After apologizing to DeKalb County taxpayers for fleecing them through fraud schemes, ex-commissioner Elaine Boyer hit them up for more money.

Boyer has applied for her county retirement payments, and DeKalb’s pension board will grant her full benefits. That means the crooked former politician, who is 58, will collect tens of thousands of dollars a year for the rest of her life. The county could even be paying her while she’s in prison.

Under Georgia law, public officials and employees convicted of crimes related to their duties should have their benefits reduced by three times the economic impact of their misdeeds, which would have Boyer giving up nearly $300,000. But DeKalb’s attorneys determined she falls in a legal loophole.
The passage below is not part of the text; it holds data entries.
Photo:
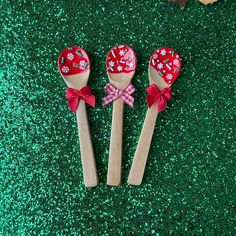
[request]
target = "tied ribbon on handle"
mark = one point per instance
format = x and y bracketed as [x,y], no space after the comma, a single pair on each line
[74,96]
[155,95]
[114,93]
So Boyer will get about $23,000 per year, starting with a check early next month for more than $3,800 to cover October and November.

“That is absurd,” said state Rep. Mike Jacobs, R-Brookhaven, who said he’ll look at closing the loophole in next year’s legislative session. “It is entirely appropriate for Elaine Boyer’s pension to be docked as restitution to DeKalb County taxpayers … Losing the pension entirely seems like an appropriate penalty.”

She still may have to give up some portion of her pension payments. Federal prosecutors could seek to garnish them as part of a court-ordered restitution plan. Her sentencing is scheduled Dec. 3, and she faces about one to two years in prison.

Boyer’s attorney, Jeff Brickman, said if she does get prison time, restitution would likely begin afterward while she’s on supervised release. “She’s continued to accept responsibility for what she did, and is cooperating with the investigation,” he said.

Boyer applied for her pension Sept. 24, documents obtained by Channel 2 Action News show. That was about a month after she resigned and confessed to both a kickback scheme that netted more than $78,000 and abuse of her county-issued Visa card, which she used to run up more than $15,000 in personal purchases.

After the pension board got her paperwork, it asked its own legal counsel and the DeKalb County Law Department for advice. The conclusion was that state law regarding pension forfeiture did not apply to eliminate or reduce Boyer’s pension, county spokesman Burke Brennan told The Atlanta Journal-Constitution in an email.

The law calls for forfeiture for specified state felony convictions for any employee and for federal convictions for those who joined a public retirement system after July 1, 2008. Boyer, who pleaded guilty to federal felonies, joined long before that date.

Brennan also noted that both the county and employees contribute to the pension fund.

Edmund Wall, chairman of the DeKalb Employees Retirement Fund, has not returned calls from the AJC for weeks. Another board member contacted Wednesday would not discuss the matter.

“I’m not telling you anything,” retiree representative Robert L. Roberston said, soon before hanging up on a reporter.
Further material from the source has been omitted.